A new study has reignited one of astrophysics’ biggest debates: what’s behind the mysterious glow of gamma rays at the center of our galaxy?

The research was led by Dr. Moorits Muru, along with Dr. Noam Libeskind and Dr. Stefan Gottlöber from the Leibniz Institute for Astrophysics Potsdam (AIP), in collaboration with Professor Yehuda Hoffman of the Hebrew University of Jerusalem’s Racah Institute of Physics, and Professor Joseph Silk of Oxford University, was published this week in Physical Review Letters, uses advanced cosmological simulations to show that dark matter — the invisible substance thought to make up most of the universe — may still be the best explanation for the excess of high-energy radiation first observed by NASA’s Fermi Gamma-ray Space Telescope.
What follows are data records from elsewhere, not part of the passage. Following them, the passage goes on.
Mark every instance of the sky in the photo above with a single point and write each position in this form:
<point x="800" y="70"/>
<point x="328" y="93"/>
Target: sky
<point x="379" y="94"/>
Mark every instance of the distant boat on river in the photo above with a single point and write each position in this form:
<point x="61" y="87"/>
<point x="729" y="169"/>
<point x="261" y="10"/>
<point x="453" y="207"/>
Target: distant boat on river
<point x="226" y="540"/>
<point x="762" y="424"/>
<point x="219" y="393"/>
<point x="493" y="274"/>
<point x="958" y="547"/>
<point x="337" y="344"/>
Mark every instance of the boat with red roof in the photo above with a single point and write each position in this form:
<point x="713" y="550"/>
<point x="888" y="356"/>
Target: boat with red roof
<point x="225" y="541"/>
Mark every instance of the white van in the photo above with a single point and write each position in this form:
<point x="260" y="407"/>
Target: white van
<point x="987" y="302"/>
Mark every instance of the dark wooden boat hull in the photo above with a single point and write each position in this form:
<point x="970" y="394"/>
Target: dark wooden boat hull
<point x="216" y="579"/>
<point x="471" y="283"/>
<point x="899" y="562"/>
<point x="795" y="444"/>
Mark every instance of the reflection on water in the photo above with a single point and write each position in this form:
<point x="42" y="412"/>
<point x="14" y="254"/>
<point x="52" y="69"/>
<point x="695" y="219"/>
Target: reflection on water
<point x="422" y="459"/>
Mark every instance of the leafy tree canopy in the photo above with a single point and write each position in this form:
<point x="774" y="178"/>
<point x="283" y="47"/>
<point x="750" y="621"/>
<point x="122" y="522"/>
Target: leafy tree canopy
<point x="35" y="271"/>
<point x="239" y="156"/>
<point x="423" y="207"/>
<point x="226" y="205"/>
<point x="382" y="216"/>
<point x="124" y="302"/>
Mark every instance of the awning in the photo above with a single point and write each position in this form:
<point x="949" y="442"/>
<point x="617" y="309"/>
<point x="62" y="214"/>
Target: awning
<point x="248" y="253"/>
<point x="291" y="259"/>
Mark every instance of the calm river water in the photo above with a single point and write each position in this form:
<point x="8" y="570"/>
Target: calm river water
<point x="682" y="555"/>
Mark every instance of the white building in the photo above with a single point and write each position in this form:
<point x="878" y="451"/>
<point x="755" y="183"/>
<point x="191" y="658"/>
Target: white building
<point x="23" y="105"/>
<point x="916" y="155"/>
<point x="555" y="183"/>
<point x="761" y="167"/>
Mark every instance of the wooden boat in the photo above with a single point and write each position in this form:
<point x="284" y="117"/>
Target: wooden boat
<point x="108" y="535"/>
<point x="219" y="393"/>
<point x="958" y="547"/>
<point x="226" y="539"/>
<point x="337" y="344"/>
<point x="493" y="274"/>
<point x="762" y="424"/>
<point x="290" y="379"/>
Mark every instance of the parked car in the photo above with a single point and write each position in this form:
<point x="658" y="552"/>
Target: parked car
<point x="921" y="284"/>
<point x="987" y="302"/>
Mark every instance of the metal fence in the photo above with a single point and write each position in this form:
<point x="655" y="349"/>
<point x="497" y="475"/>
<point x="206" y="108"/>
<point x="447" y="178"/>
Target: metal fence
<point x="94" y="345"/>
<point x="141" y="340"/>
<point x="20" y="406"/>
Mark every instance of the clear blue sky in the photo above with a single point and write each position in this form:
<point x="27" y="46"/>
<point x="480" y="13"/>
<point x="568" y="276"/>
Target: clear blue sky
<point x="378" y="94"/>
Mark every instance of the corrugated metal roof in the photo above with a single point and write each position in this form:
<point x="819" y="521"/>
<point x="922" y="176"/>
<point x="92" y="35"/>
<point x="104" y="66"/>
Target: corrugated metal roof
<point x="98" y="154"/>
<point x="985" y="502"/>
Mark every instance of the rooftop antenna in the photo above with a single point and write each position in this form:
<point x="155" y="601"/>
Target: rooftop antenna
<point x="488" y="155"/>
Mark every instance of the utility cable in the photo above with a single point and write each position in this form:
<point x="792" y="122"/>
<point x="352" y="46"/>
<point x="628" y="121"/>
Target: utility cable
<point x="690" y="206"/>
For years, scientists have been puzzled by this “Galactic Center Excess” — an unexpected concentration of gamma rays emanating from the Milky Way’s core. Early on, theorists proposed that dark matter particles might be colliding and annihilating each other, producing bursts of radiation in the process. But as data poured in, the spatial pattern of the rays didn’t line up neatly with predicted dark matter distributions. The leading alternative theory pointed instead to a population of ancient, rapidly spinning neutron stars called millisecond pulsars.

The team decided to take a new approach. Using a suite of high-resolution simulations known as Hestia, which model galaxies under conditions similar to our own cosmic neighborhood, they reconstructed how the Milky Way might have formed — including its early mergers and turbulent youth. These events, they found, could have reshaped the distribution of dark matter at the galaxy’s center.

Their results reveal a more complex, nonspherical dark matter structure than earlier models assumed — one that could reproduce the observed spread of gamma rays without invoking a large population of pulsars.

“The Milky Way’s history of collisions and growth leaves clear fingerprints on how dark matter is arranged at its core,” the researchers said. “When we account for that, the gamma-ray signal looks a lot more like something dark matter could explain.”

The findings don’t settle the debate, but they do restore dark matter’s status as a prime suspect in one of astrophysics’ intriguing mysteries. Future observations from instruments such as the Cherenkov Telescope Array, which will probe even higher-energy gamma rays, are expected to test these competing theories more decisively.

“This study gives us a fresh way to interpret one of the most intriguing signals in the sky,” the team added. “Either we’ll confirm that dark matter leaves an observable trace — or we’ll learn something entirely new about the Milky Way itself.”